Modern deception technology overcomes historical complexity using analytics and automation. Once installed, deception technology scans the network, takes an inventory of assets, and then recommends different types of deception decoys/lures that emulate servers, files, network segments, or valuable services (think Active Directory, for example). Suddenly, a network with around 1,000 nodes will look like it has 10,000+ nodes, making network reconnaissance and lateral movement much more difficult for cyberadversaries.
Expanding use cases
While honeypots/honeynets were mainly used by academics, researchers, and for threat analysis, modern deception technology is used effectively for threat detection and response. Security teams use deception technology to create decoy accounts (e.g., privileged users), assets (e.g., IoT/OT devices), or data (e.g., sensitive data repositories) across their networks.
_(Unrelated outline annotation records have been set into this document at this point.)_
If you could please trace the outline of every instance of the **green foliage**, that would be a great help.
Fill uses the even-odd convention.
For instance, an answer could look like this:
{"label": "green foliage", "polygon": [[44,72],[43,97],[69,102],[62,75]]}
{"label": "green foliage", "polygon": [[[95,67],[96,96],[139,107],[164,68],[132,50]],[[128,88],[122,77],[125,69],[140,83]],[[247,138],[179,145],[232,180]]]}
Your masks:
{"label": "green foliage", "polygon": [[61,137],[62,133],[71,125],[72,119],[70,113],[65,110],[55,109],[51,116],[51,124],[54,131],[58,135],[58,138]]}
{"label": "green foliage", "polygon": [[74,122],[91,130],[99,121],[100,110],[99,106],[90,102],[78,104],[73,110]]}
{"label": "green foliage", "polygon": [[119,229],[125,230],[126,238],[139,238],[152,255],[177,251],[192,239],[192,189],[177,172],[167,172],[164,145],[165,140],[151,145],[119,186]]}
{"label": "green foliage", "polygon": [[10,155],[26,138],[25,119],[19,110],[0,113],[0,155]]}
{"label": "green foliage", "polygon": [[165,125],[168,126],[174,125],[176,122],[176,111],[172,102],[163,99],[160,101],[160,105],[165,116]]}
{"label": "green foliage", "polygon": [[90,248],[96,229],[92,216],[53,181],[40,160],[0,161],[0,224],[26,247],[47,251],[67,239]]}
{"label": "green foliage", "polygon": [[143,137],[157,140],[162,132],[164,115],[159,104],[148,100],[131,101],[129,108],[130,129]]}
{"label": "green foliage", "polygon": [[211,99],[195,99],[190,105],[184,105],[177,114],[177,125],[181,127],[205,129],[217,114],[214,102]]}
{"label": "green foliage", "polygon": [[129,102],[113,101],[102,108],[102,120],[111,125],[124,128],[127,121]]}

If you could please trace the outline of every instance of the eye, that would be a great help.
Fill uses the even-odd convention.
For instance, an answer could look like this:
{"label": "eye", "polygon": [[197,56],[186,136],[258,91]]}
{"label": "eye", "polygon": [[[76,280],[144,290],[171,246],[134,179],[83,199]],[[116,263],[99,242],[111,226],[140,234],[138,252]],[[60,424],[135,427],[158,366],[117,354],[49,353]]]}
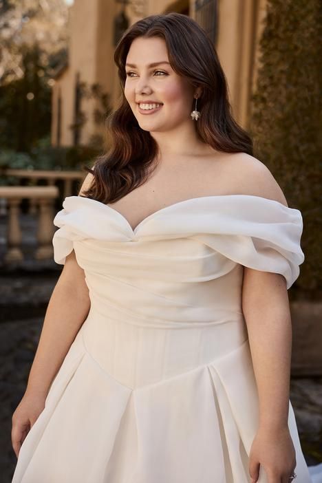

When bad guys poke around looking to advance a cyberattack or exfiltrate data and stumble into a deception decoy, the jig is up. Legitimate users don’t even know these decoys exist so access to them can only mean one thing—a cyberattack in progress.
Deception technology usage can also follow a maturity curve. Organizations can start with basic decoys to fool pedestrian adversaries, and then grow into more advanced use cases for incident response, threat intelligence analysis, threat hunting, etc.